CVE-2025-7425

Vulnerability

Overview

CVE-2025-7425 is a heap corruption flaw in libxslt, the C library implementing XSLT transformations. The root cause is an improper modification of the attribute type (atype) flags during processing. When XSLT functions such as key() generate tree fragments, the corrupted flags prevent the correct cleanup of ID attributes. This leads to memory corruption and a use-after-free condition [1][2].

Exploitation

The vulnerability can be exploited by providing a crafted XSLT stylesheet or XML input that triggers the key() function or similar operations producing tree fragments.

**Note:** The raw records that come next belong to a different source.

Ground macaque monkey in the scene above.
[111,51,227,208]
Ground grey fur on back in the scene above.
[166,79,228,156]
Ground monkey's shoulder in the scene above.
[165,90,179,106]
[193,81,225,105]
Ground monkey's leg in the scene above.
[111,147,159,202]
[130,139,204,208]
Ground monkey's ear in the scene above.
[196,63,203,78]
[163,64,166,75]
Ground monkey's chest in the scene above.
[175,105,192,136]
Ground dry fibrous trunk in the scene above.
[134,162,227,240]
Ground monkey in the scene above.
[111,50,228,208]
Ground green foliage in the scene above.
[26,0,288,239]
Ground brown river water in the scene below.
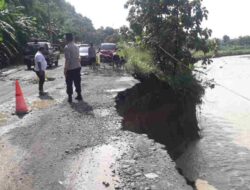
[177,55,250,190]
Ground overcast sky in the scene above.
[67,0,250,38]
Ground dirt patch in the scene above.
[195,179,217,190]
[116,77,199,159]
[0,113,8,126]
[31,100,57,110]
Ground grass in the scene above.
[193,46,250,59]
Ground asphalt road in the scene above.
[0,58,192,190]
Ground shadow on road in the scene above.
[38,92,54,100]
[71,100,94,115]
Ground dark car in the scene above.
[79,46,90,66]
[99,43,117,63]
[24,41,60,70]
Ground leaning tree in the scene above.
[125,0,211,75]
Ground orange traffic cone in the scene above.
[16,80,29,114]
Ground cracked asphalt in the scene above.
[0,58,192,190]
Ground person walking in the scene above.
[34,46,47,96]
[64,33,82,103]
[88,43,96,69]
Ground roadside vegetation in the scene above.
[193,35,250,59]
[0,0,119,68]
[119,0,214,103]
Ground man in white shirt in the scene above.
[34,47,47,96]
[64,33,82,103]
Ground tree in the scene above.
[223,35,230,44]
[125,0,211,75]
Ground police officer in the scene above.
[34,46,47,96]
[64,33,82,103]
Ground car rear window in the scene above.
[79,47,89,53]
[101,44,116,50]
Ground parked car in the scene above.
[24,40,60,70]
[79,46,90,66]
[76,43,89,48]
[99,43,117,63]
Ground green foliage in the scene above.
[0,0,120,67]
[125,0,211,75]
[0,0,5,10]
[119,43,157,76]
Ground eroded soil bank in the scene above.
[116,75,199,159]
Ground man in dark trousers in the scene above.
[88,43,96,69]
[34,46,47,96]
[64,33,82,103]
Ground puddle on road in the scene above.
[0,113,8,126]
[195,179,217,190]
[31,100,56,109]
[116,77,135,82]
[106,88,127,93]
[93,109,111,117]
[59,145,124,190]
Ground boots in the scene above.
[68,95,72,103]
[75,94,82,101]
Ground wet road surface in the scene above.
[0,59,192,190]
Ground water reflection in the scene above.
[177,56,250,190]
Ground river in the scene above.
[176,55,250,190]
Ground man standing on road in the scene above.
[34,47,47,96]
[88,43,96,69]
[64,33,82,103]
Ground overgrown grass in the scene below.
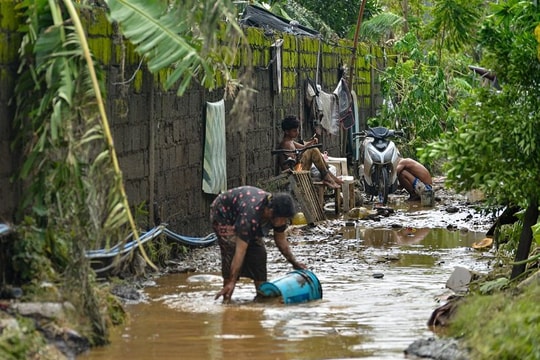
[449,277,540,360]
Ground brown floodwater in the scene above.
[78,223,490,360]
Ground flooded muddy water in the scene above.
[78,202,490,360]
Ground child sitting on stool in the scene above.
[279,115,343,189]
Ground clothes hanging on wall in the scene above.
[306,79,339,135]
[202,99,227,194]
[334,78,354,129]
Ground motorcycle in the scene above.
[353,126,403,205]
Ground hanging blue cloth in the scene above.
[202,99,227,194]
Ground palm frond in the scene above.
[107,0,243,95]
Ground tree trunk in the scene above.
[510,199,538,279]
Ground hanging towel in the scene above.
[271,39,283,94]
[202,100,227,194]
[316,85,339,135]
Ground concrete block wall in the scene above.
[0,4,382,236]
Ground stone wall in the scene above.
[0,0,382,236]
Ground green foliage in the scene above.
[449,285,540,360]
[425,84,540,205]
[268,0,382,39]
[360,12,405,43]
[428,0,483,54]
[106,0,246,95]
[424,1,540,207]
[0,317,46,360]
[370,32,470,157]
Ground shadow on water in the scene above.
[79,226,494,360]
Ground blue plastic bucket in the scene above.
[259,270,322,304]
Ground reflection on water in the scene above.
[79,227,486,360]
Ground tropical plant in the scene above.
[368,32,471,157]
[106,0,249,95]
[13,0,249,344]
[425,0,540,277]
[428,0,483,59]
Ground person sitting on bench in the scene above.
[396,158,433,201]
[279,115,343,189]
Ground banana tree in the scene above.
[13,0,249,345]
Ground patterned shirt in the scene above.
[210,186,272,243]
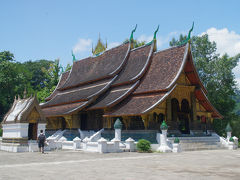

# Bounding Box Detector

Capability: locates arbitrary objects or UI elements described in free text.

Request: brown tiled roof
[42,102,86,117]
[60,43,129,89]
[104,93,166,117]
[195,89,223,119]
[46,71,70,101]
[113,44,153,85]
[134,46,186,93]
[88,81,139,110]
[42,79,111,107]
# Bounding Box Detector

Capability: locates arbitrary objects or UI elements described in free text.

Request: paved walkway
[0,150,240,180]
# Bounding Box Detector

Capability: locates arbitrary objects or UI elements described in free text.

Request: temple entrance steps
[102,130,158,144]
[45,129,66,141]
[78,129,96,139]
[168,136,224,151]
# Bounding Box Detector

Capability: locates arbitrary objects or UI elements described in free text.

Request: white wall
[2,123,28,138]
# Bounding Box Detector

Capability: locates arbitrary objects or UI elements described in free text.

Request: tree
[169,34,240,134]
[64,64,72,72]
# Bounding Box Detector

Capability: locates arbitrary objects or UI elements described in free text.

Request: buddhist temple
[41,27,222,134]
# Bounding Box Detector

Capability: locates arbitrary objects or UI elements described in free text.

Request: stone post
[98,138,107,153]
[125,137,136,152]
[73,137,81,150]
[228,137,234,150]
[225,123,232,141]
[166,97,172,122]
[114,118,122,141]
[157,121,172,152]
[112,138,120,152]
[172,138,181,153]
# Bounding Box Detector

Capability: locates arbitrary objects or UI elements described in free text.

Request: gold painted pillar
[166,97,172,122]
[122,116,130,130]
[64,115,73,129]
[191,92,197,121]
[141,114,149,130]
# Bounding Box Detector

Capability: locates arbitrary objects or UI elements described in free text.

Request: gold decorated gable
[27,107,40,123]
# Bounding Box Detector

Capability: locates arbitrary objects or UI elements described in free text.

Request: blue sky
[0,0,240,86]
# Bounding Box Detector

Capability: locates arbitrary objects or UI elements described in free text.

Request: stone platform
[0,150,240,180]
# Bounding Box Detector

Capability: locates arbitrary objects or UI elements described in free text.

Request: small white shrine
[0,96,46,152]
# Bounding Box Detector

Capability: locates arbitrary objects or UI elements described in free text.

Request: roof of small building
[2,96,46,124]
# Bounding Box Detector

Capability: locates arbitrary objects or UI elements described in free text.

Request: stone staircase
[168,136,224,151]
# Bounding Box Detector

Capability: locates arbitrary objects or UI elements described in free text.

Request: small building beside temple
[41,26,222,138]
[0,96,46,152]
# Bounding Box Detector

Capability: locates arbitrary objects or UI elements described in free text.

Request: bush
[137,139,151,152]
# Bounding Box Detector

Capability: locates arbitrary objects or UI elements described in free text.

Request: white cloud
[73,38,92,53]
[201,28,240,88]
[202,28,240,56]
[108,42,121,49]
[137,34,153,43]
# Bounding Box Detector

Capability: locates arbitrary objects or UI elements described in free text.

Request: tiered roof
[42,32,222,118]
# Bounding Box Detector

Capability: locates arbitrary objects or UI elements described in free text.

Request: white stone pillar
[125,137,136,152]
[111,138,120,152]
[228,141,234,150]
[227,131,232,141]
[98,138,107,153]
[37,123,46,135]
[157,121,172,152]
[114,129,122,141]
[114,119,122,141]
[73,137,81,150]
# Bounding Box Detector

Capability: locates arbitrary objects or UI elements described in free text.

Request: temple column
[122,116,130,130]
[64,115,72,129]
[191,92,197,121]
[141,114,149,130]
[166,97,172,122]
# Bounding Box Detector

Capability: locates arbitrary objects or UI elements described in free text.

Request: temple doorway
[80,112,87,130]
[62,118,66,130]
[171,98,190,134]
[179,99,190,134]
[28,123,37,140]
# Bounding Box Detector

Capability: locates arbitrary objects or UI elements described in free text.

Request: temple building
[41,27,222,134]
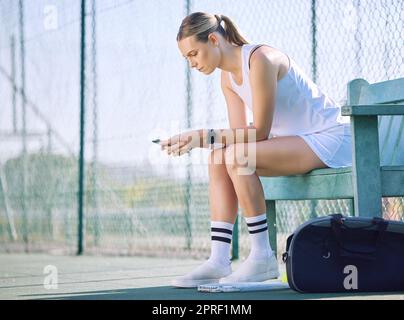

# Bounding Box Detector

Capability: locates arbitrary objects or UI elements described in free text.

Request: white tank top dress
[228,44,352,168]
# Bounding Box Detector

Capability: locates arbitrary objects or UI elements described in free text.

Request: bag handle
[331,214,388,260]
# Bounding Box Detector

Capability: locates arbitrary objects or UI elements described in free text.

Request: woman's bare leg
[209,149,238,224]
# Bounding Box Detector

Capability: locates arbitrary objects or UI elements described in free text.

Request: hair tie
[215,14,223,25]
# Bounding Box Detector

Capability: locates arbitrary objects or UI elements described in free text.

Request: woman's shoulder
[249,44,290,77]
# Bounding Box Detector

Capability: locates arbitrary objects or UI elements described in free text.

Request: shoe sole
[219,270,280,284]
[171,279,219,288]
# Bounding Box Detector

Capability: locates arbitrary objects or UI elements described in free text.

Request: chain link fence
[0,0,404,258]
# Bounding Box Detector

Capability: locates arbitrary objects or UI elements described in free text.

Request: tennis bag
[282,214,404,292]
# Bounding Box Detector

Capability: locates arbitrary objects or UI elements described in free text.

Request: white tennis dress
[228,44,352,168]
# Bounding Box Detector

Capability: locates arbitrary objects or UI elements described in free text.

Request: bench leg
[265,200,278,256]
[231,214,239,260]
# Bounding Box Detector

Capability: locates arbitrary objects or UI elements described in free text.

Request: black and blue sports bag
[282,214,404,292]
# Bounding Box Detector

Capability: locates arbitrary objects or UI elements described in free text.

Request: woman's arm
[200,50,279,147]
[221,71,247,129]
[161,49,279,155]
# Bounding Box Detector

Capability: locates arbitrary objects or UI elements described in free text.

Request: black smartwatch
[208,129,216,149]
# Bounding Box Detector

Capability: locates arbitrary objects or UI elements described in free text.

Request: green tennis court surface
[0,254,404,300]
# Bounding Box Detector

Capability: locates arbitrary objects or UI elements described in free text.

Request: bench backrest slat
[347,78,404,165]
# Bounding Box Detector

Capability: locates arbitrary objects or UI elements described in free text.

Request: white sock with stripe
[245,213,272,259]
[209,221,233,266]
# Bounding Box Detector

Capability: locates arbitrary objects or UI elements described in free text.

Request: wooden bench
[260,78,404,254]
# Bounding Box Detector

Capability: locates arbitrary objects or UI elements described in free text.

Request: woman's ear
[208,32,219,47]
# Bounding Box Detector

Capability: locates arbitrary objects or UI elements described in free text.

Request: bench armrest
[341,104,404,116]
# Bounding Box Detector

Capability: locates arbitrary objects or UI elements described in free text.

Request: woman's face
[178,34,220,74]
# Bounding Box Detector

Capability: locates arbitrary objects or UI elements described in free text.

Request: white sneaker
[171,260,231,288]
[219,254,279,283]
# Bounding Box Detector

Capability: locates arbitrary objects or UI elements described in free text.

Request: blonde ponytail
[177,12,248,46]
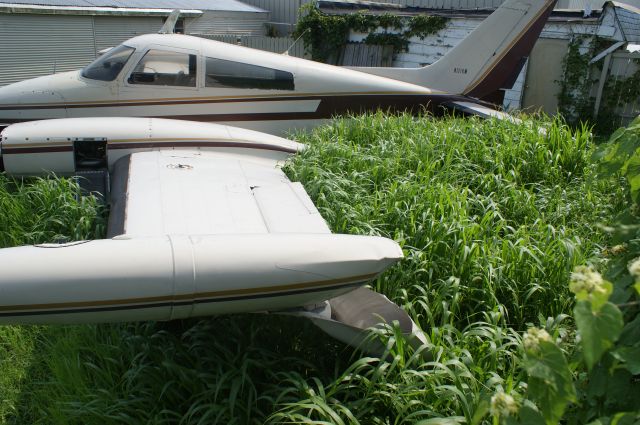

No authentication is required if the attacker can deliver the malicious payload to an application using libxslt. Successful exploitation requires the target application to process untrusted XSLT files, a common scenario in web browsers, document processors, or industrial automation systems that parse XSLT [3][4].

Impact

An attacker exploiting this vulnerability could cause a denial of service via application crash or potentially achieve arbitrary code execution through controlled heap corruption. The CVSS v3 base score of 7.8 (High) reflects the high impact on confidentiality, integrity, and availability [1].

Mitigation

Red Hat has released a security advisory (RHSA-2025:13312) addressing this flaw in Red Hat Enterprise Linux [4]. Siemens has also listed this CVE in advisories SSA-265688 and SSA-082556, affecting SIMATIC S7-1500 products, and SSA-032379 for the SIMATIC CN 4100 [1][2][3]. Users should apply available patches or updates from their vendors. No workarounds are mentioned in the public advisories.